Hace un tiempo, un colega me propuso ser directora de un Cid del IOM, en
tiempos de turbulencia. Al ofrecérmelo, me dijo: “Vas a saber hacer de puente y acercar
posiciones encontradas”. Ese colega advirtió en mí el costado neutralizador. En esa
ocasión, otro colega de la comisión ejecutiva me señaló: “Vas a andar bien, porque se
necesita firmeza, y vos sos firme”, viendo, probablemente, el costado roncador.
Así, cada tanto, soy algo de respirador, o suelto un pequeño ronquido cuando la
situación no admite complacencia, o bien neutralizo algún efecto no deseado,
suavizando y haciendo uso de una palabra más arropada.

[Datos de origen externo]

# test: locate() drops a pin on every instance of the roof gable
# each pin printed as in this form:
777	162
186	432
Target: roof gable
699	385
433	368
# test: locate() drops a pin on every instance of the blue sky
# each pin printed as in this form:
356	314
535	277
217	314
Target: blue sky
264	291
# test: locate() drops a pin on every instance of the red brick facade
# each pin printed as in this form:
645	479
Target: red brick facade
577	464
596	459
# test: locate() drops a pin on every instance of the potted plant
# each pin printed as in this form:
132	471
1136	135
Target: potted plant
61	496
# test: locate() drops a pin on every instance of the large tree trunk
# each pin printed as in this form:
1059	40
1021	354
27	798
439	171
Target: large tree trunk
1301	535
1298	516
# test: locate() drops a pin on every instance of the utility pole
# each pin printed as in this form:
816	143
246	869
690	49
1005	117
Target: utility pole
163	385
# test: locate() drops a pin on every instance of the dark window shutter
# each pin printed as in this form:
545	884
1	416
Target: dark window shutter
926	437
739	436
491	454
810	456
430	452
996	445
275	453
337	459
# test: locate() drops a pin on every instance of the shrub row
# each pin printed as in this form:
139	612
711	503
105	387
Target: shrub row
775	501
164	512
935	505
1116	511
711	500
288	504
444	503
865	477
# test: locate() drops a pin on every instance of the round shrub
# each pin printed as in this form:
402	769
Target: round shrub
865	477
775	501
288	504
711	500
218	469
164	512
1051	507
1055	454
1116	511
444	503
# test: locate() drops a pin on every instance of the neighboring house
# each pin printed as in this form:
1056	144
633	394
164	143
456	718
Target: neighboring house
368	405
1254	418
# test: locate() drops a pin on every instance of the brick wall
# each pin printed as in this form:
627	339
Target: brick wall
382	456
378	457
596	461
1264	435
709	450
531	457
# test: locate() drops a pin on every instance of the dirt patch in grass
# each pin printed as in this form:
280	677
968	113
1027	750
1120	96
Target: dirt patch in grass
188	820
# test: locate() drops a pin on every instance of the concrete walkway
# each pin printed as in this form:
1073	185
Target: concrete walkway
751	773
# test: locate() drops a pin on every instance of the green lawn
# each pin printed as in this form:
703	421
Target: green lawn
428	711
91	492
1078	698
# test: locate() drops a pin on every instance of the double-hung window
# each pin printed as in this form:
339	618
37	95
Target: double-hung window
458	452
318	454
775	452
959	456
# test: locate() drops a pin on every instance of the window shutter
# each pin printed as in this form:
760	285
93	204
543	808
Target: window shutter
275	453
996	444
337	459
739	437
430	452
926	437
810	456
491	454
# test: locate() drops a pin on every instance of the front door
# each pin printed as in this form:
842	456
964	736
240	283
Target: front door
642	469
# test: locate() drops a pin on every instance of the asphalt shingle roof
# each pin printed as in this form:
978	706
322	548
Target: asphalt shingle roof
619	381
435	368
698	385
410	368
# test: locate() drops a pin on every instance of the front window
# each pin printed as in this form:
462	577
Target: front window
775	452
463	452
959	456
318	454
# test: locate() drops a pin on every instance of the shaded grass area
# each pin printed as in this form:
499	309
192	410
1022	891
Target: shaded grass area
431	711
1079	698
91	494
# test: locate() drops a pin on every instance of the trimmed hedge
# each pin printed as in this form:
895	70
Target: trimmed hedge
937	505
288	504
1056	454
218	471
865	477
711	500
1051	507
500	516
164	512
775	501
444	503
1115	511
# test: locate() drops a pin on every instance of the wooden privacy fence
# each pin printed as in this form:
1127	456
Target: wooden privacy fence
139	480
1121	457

El ronquido que albergaba la transferencia se desprendió y volvió a mí. Ubiqué


al segundo analista en el lugar de avivar el fuego, donde todo fue intenso y vehemente.
La caída del Otro fue indudablemente brutal, lo más real. Cuando yo solía cuestionar el
ronquido, me empeñaba en encarnar algo distinto. El analista, en cambio, lo avalaba: no
había por qué cambiar la postura disidente; después de todo, era mi soporte, ése que
daba lugar a posturas roncaderas, no demarcadas por lo estrictamente político. La
Roncadera sustituyó al sujeto.

En lo que respecta a los efectos, me permitió volver a la práctica de otro modo:


fue como salpimentar la vida. Estaba exultante por haber aislado esto en el análisis. Pese
a que lo advertí después, desde que se incorporó nada fue igual: guardaba en sí mismo
el germen de la vida.

Toda la construcción del análisis partió del objeto voz, como valor de apoyo y
soporte de mi relación al mundo. La colocación de la voz, su cercanía con la
respiración, entendida como un ritmo, una pulsación, una alternancia vital. El síntoma
como funcionamiento es así, el movimiento vital que modula el goce respiratorio y
opera como una bomba de aire, en un tira y afloja, entre un ronquido y la disminución
de la presión del aire. Dos fuerzas opuestas entre alivio y tensión, como escansiones
espasmódicas presentes en el lazo.

La última sesión se da luego de una visita al Museo. Abrumada, comento el óleo


La Voz de Aire, de René Magritte: una imagen de tres cascabeles flotando ingrávidos en
el aire. Ya no se trata de quién da aire a quién: sólo queda contornear el agujero en la
respiración, un simple vacío, una voz de aire.